UTIs are one of the most common bacterial infections in babies and toddlers. Five percent of children in this age group with fever and no other obvious fever source have UTI. Diagnosis and management are clinically challenging because the patients are unable to express their symptoms. Repeated UTIs can lead to kidney scarring and life-long decreased kidney function.

In the 1999 guideline a radiologic test called a voiding cystourethrogram (VCUG) was recommended for young children after a first UTI. This was done to identify children with urine refluxing back up to the kidney. When identified, most of these children were started on prophylactic antibiotics in an attempt to prevent repeated episodes of UTI. But when the IU researchers reviewed studies done in the decade following the old 1999 guidelines, they found no benefit to long-term prophylactic antibiotics. Given that antibiotics do not work, they determined there was no reason to put all these children through the pain and radiation of the VCUG.

“If there is no obvious source of fever, the pediatrician needs to think UTI and needs to test for it. But we need to now change what we do after we have treated that first episode of UTI. We, as physicians, have been fooling ourselves by putting young patients on long-term antibiotics and thinking that would prevent the patient from getting another UTI,” said S. Maria Finnell, M.D., assistant professor of pediatrics at the IU School of Medicine, lead author of the technical report and an author of the AAP policy statement.

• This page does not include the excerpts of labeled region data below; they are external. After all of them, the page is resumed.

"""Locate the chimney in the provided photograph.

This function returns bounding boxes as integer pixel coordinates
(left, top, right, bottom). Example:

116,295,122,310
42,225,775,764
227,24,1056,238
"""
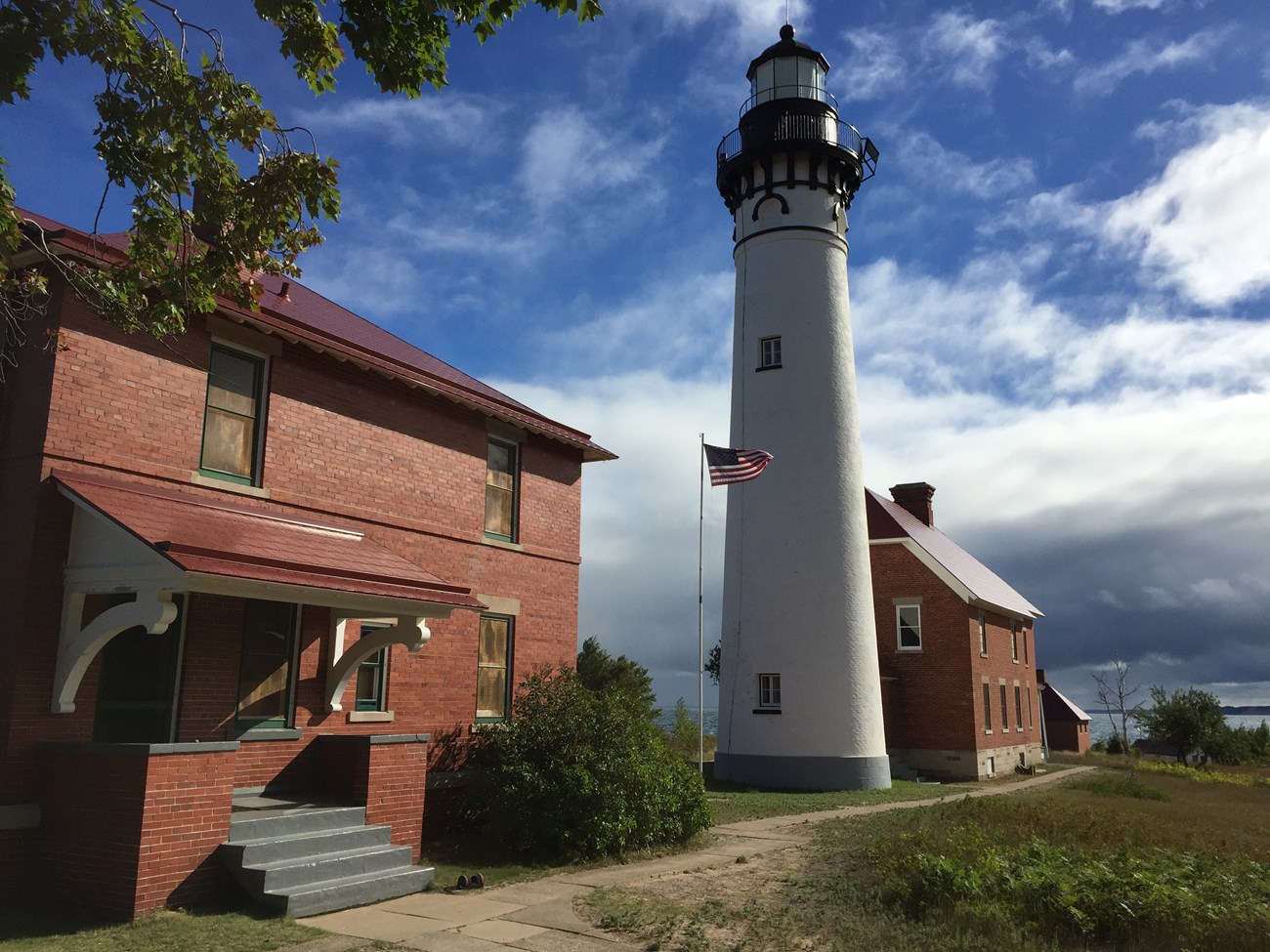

“Technical Report—Diagnosis and Management of an Initial UTI in Febrile Infants and Young Children” accompanies the AAP’s new clinical practice guidelines “Clinical Practice Guideline—Diagnosis and Management of Initial UTIs in Febrile Infants and Children Aged 2 to 24 Months.”

“The AAP is the authoritative source of pediatric guidelines in the United States and beyond. This change in recommendations will have a substantial impact on clinical practice,” said Stephen M. Downs, M.D., professor of pediatrics at the IU School of Medicine and co-author of the new technical report. Dr. Downs was the author of a 1999 technical report that informed the earlier AAP guideline. 

Aaron Carroll, M.D., associate professor of pediatrics at the IU School of Medicine, is also a co-author of the new study.

Dr. Downs and Dr. Carroll are Regenstrief Institute affiliated scientists. Dr. Finnell sees patients in the infectious disease clinic at Riley Hospital for Children at Indiana University Health. Dr. Downs and Dr. Carroll see patients at Wishard Hospital. The IU School of Medicine and the Regenstrief Institute are located on the Indiana University-Purdue University Indianapolis campus.

Support for the technical report came from the AAP and the IU School of Medicine’s Department of Pediatrics.